Gordon Gordon is a research computer scientist with strong interests in physics and philosophy. In this section’s final interview, I will examine the development of Gordon’s thinking about the envelope paradox. We shall see that it takes many twists and turns, and proposes many related problems along its path. Of the interviews I present about the envelope paradox, in Gordon’s interview we will see the 160

greatest degree of development of intuitions and concretion.

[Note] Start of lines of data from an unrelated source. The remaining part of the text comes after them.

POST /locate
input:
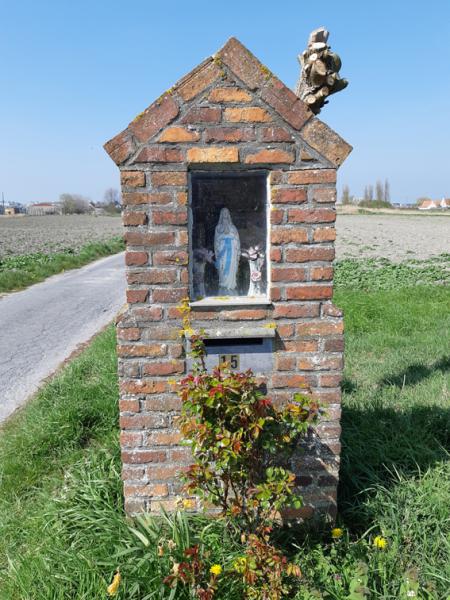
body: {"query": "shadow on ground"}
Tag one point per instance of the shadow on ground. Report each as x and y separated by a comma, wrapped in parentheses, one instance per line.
(416, 373)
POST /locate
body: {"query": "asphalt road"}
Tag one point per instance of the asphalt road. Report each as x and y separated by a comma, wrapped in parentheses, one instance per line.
(42, 325)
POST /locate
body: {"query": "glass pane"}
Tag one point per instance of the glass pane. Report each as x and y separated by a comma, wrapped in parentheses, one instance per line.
(229, 235)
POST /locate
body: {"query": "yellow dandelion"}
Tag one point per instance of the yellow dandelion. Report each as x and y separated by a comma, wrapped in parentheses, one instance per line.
(380, 542)
(114, 587)
(215, 570)
(337, 532)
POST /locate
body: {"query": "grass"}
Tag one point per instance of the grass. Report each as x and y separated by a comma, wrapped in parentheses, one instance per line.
(381, 273)
(18, 272)
(62, 528)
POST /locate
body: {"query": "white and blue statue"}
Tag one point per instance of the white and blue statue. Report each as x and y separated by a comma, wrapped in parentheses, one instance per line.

By the end of the interview, Gordon has so concretized the ideas he constructs through “envelopes” that he makes connections between them and research he is doing in an entirely different field. Gordon’s first (or as he says, zeroth) reaction: Hm, a little reminiscent of the Let's Make a Deal problem, but with only 2 boxes instead of 3... 0th reaction: it's got to be neutral to switch. you've got zero info about which box has more.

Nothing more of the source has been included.